Besides the inapplicability of the edicts relied on by the majority, the finding of the trial judge was not contrary to the manifest weight of the *210evidence. While the majority places emphasis on (1) the plaintiffs testimony that she remembered no pile-up of snow which would have prevented the bus driver from complying with the pertinent municipal ordinance and (2) the National Weather Service bulletin indicated there was two inches of snow and ice on the ground on the morning of January 6, 1971, the record also evinces that the trial judge had also heard the testimony of Leonard Losoya that the defendant’s bus could not stop within 18 inches of the curb because there was approximately two feet of snow piled up on the street by the curb. Moreover, my colleagues ignore that the record is devoid of any evidence that the place where the bus stopped and the plaintiff alighted was entirely different from any of the surrounding area. On the contrary, Leonard Losoya related on direct examination that the two foot pile-up of snow extended all the way down the street. Also, the plaintiff indicated on cross-examination that the patch of snow covering the ice which she slipped on was not relegated to the locale where she alighted from the bus. Rather, there were patches of snow situated throughout the entire area which, according to Leonard Losoya, precluded one from seeing the sidewalk.
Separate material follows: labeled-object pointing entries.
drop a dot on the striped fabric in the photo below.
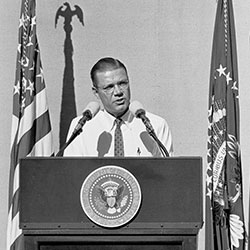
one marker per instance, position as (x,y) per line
(225,228)
(31,129)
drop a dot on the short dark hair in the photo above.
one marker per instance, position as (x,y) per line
(105,64)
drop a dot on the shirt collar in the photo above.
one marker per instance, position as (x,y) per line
(127,119)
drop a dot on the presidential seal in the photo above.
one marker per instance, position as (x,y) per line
(110,196)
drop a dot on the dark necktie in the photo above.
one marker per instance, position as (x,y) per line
(119,148)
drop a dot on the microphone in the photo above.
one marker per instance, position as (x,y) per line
(137,110)
(88,113)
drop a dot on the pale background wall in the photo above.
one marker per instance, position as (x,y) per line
(166,45)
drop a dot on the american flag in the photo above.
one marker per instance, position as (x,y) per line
(225,227)
(31,133)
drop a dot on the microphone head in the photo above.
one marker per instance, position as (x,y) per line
(137,109)
(92,109)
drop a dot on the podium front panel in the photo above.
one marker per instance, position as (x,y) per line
(50,191)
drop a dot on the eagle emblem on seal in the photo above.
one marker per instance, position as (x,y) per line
(111,197)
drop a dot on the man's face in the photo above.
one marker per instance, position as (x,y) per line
(113,90)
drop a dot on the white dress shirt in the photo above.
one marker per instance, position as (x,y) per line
(97,137)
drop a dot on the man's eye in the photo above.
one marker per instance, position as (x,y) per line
(123,84)
(109,87)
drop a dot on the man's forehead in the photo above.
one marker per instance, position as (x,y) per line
(112,74)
Combining the above testimony with such uncontroverted evidence that (1) the lighting conditions where the bus stopped were excellent, (2) the steps of the bus were not covered with ice or snow nor were they defective in any manner and (3) the plaintiff slipped only after she had alighted from the bus, I believe that the finding of the trial judge was not palpably erroneous, and wholly unwarranted. Although the evidence presented by both sides was, in some instances, contradictory, it must be remembered that the trial judge, as trier of fact, was in a better position than this reviewing body to (1) observe the conduct of the witnesses while they testified, (2) to determine their credibility, and (3) to weigh the evidence and the reasonable inference therefrom before making a determination. (E.g., Schulenburg v. Signatrol, Inc., 37 Ill. 2d 352, 356, 226 N.E.2d 624, 626; City of Chicago v. Commonwealth Edison Co., 24 Ill. App. 3d 624, 631, 321 N.E.2d 412, 418.) Besides evaluating the demeanor of the witnesses at trial as well as the plausibility of their respective testimony, the record also demonstrated that the trial judge was extremely patient with both sides and' afforded them every opportunity to substantiate or buttress their position before he rendered his decision. Under these circumstances, I believe that the trial court’s finding was not contrary to the manifest weight of the evidence and therefore should not have been disturbed.